Monsieur le ministre, vous avez rappelé, dès la discussion générale, votre attachement au registre national des crédits aux particuliers.
Nous partageons bien évidemment la volonté qui est la vôtre d’endiguer le surendettement. Cependant, comme nous l’avons dit en première lecture, nous pensons que le fichage systématique des consommateurs détenteurs de certains crédits ne constitue ni une réponse humaine ni une solution efficace pour les aider à faire face à leurs dépenses.
En premier lieu, par principe, nous sommes farouchement opposés à ce procédé, qui aboutit à interdire l’accès au crédit à certains de nos concitoyens, les plaçant devant l’alternative suivante : soit renoncer à la dépense, soit trouver un substitut plus nocif sur un marché parallèle.
Monsieur le ministre, une fois que l’on aura refusé un crédit à une famille, que va-t-on lui proposer pour faire face à ses dépenses ? Comment va-t-on l’aider pour vivre décemment ?
Ensuite, de notre point de vue, le dispositif que vous proposez est à la fois trop large pour respecter la vie privée de chacun, au regard notamment du principe de proportionnalité, et trop étroit pour être réellement efficace.
Comme nous l’avions également expliqué lors de la première lecture, un tel fichage systématique de plus de 10 millions de personnes fait peser un risque sur la protection des données personnelles. Il est donc difficilement acceptable au regard des libertés publiques. En effet, monsieur le ministre, depuis le mois de septembre, de nombreux exemples ont montré que l’exploitation illicite des données personnelles n’était pas une hypothèse d’école, aucun fichier n’étant hermétique.
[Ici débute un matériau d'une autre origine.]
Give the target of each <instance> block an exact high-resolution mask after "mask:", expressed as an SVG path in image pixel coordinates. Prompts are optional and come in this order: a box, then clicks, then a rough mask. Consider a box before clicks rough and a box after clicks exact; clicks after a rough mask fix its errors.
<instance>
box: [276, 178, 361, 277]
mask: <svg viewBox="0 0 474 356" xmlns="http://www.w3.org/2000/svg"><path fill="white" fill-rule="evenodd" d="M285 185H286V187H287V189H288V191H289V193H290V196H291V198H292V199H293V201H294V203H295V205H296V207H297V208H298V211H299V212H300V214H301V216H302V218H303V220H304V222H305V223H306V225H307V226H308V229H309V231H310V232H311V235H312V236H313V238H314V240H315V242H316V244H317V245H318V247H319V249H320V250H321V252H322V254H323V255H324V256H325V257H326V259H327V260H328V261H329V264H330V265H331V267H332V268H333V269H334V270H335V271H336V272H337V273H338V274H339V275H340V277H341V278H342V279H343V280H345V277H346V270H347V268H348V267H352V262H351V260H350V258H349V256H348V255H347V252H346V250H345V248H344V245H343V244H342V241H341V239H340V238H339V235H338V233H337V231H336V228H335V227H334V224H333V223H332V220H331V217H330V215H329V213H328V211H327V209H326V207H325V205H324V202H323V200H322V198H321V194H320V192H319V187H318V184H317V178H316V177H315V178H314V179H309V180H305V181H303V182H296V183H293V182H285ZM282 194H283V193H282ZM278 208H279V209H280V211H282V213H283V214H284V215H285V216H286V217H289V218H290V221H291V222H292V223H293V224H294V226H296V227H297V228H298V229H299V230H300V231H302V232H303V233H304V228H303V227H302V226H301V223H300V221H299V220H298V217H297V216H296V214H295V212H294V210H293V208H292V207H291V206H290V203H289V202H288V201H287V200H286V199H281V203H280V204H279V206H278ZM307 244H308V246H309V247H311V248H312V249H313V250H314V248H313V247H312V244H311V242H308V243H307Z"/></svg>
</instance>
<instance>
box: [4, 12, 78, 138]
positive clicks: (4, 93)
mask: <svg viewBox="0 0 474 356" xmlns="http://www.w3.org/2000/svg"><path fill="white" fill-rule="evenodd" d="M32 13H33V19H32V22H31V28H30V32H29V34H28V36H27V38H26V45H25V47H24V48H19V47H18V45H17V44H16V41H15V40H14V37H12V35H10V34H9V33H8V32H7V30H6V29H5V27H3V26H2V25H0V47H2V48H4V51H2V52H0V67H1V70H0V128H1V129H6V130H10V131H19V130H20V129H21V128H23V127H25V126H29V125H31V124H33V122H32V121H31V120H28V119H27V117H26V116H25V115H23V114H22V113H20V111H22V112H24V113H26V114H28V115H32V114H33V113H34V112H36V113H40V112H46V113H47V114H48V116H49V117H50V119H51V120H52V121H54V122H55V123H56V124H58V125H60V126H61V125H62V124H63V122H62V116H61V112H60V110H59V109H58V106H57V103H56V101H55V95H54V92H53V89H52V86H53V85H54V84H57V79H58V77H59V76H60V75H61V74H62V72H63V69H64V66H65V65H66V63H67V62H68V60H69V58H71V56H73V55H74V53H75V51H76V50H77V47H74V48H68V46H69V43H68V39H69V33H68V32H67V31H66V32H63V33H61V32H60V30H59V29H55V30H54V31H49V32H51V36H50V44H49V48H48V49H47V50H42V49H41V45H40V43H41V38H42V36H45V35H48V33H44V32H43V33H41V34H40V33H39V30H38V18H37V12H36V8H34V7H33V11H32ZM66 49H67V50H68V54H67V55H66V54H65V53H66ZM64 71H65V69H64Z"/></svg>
Les députés ont, de surcroît, supprimé l’inclusion des opérations de rachat et de regroupement de crédits à la liste des crédits devant être obligatoirement déclarés, ce qui, comme M. Fauconnier l’a noté, risque de fragiliser la conformité du dispositif au principe de proportionnalité.
La question de la réintégration dans le périmètre du RNCP d’une partie des crédits immobiliers se posait en effet, ce qui m’amène à évoquer le second point de mon argumentation : l’inefficacité de la mesure.
Selon une étude du Crédit foncier, sur le marché européen, les crédits immobiliers représentent 87 % de l’endettement total des ménages à la fin de 2012 ; les 13 % restants sont constitués de crédits à la consommation. En France, le crédit immobilier représente 85 % de l’endettement total. Dès lors, comment penser que ce registre permettra d’évaluer efficacement l’endettement, si l’on en exclut la principale cause d’endettement ?
Ensuite, vous avez dit, monsieur le ministre, que ce registre responsabiliserait le prêteur. Nous ne voyons pas ce qui justifierait cette affirmation, qui pose d’ailleurs le problème du contrôle et de la sanction du comportement abusif des vendeurs de crédits. À ce titre, nous aurions aimé que nos propositions sur l’interdiction des « cartes confuses » et des crédits renouvelables soit mieux prises en compte dans ce projet de loi.
Enfin, lutter contre le surendettement, c’est également conserver le réseau de proximité de la Banque de France. Or le plan « Banque de France 2020 » impose la suppression de milliers d’emplois, sacrifie l’aide aux citoyens surendettés et la présence de la Banque de France au service des agents économiques et des collectivités locales.
Pour toutes ces raisons, que vous devriez pouvoir entendre, monsieur le ministre, nous demandons la suppression de cet article 22 bis.